Sadly, we are losing this advantage as our food choices lean more and more towards western food choices, forgetting the traditional Indian foods that were a part of our growing up. Who growing up in the 80s and 90s in India doesn’t remember the cauliflower stems that were so deliciously crunchy in the Bengali ‘charchari’ and the spicy ‘peerkangai thogayal’ made from peels of ridge gourd from Tamil Nadu? Why is it that these same peels and stems and roots are now only destined for the rubbish bin? Why is it that growing incomes have made us forget these nutritious and tasty recipes?

We have a choice today to go back and revisit our sustainable food practices. We have a choice of saving food in our kitchens which are thrown away because they are not symmetrical enough, not pretty enough for our tables. We need to retrieve them and relearn a lot of what we can include in our daily food. In the context of mass deprivation and climate change, doing this becomes essential if we have to address the crisis of enormous food wastage globally.

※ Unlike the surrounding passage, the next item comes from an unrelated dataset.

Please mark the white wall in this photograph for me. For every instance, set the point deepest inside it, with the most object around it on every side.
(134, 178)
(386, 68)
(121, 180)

Let us today all pledge to choose that unwieldy looking potato and the tomato that looks less enticing than its neighbours on the supermarket shelf. If we don’t, you can be sure that it will be trashed and will be hauled off to the stinking landfills where more such food waste await it to rot together in unholy unison and produce dangerous greenhouse gases like methane which will then spike temperatures causing global warming, leading to unseasonal rains and tsunamis and many more man-made disasters. Phew!

And to think we can contribute our little bit to mitigate climate change by simply making innovative and simple changes in our food habits. Not very difficult, is it?